An excerpt from my script review for The Tragedy of Macbeth which will be available 03/07/22:
1.) Marketability of the Idea
Not sure what I was expecting when I decided to tackle this particular script.
Maybe it’s because the clips of Denzel I’ve watched on YouTube won me over.
About halfway through my read, I came downstairs to have dinner, telling the family I was struggling my way through the dialogue.
“That’s why Shakespeare stinks,” my son replied.
But, he doesn’t.
The one thing that kept running through my mind, even as I struggled to comprehend what was going on, was the genius it took to construct the poetry of these plays.
Sure there’s a bit of antiquated dialect in them, but we struggle with creating basic sentences for our character entries.
Here we’re experiencing the subtext and interesting characteristics spoken thoughts and they’re in poetic pentameter?
Fucking crazy!
So no, he doesn’t “stink” just that we may be too simple to get it without a bit of effort.
But marketability…
*DISCLAIMER* I’m not a lawyer, but…
Everything I found points to the original works of William Shakespeare being in the public domain, meaning you can adapt them to your liking.

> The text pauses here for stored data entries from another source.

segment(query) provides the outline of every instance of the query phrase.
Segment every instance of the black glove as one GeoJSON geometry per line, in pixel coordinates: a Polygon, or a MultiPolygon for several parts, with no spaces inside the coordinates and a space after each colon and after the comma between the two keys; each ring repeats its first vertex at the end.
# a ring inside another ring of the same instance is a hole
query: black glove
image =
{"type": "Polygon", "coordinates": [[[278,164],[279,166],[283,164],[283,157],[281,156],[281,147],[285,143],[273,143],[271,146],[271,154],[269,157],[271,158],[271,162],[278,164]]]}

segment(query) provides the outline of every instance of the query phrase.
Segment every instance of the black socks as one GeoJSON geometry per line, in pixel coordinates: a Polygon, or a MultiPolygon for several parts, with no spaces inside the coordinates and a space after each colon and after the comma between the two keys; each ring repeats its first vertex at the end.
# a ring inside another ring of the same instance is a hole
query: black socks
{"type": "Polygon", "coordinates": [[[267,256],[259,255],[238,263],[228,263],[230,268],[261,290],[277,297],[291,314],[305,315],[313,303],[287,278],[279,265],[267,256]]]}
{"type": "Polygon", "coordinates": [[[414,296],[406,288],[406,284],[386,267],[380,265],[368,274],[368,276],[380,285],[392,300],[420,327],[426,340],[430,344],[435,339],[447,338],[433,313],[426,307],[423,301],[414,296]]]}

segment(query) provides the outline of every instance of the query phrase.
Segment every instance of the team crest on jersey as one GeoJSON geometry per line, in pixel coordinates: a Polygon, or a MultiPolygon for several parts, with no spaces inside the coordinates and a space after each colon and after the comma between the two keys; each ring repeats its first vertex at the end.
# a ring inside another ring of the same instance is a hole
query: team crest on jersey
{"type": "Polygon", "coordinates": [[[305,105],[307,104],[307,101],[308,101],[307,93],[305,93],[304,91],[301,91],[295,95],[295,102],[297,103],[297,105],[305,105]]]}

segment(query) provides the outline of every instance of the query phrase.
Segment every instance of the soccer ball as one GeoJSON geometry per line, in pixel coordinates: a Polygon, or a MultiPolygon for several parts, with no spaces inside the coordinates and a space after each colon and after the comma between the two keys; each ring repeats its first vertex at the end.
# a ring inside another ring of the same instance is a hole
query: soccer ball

Factor that into the equation if you’re looking for “based on” material, since as amateur writers we rarely have access to such existing properties.
Second, and one of the reasons I ultimately decided to check this out, was the fact that it starred Denzel Washington and written/directed by Joel Coen.
Those last two things are enough to get industry folks to look at it.
But swing back to the “public domain” aspect and think about some of the works you could implement into your own writing.
Would it work?
Can you modernize it?
Something to at least consider, after you pen that contained horror of course.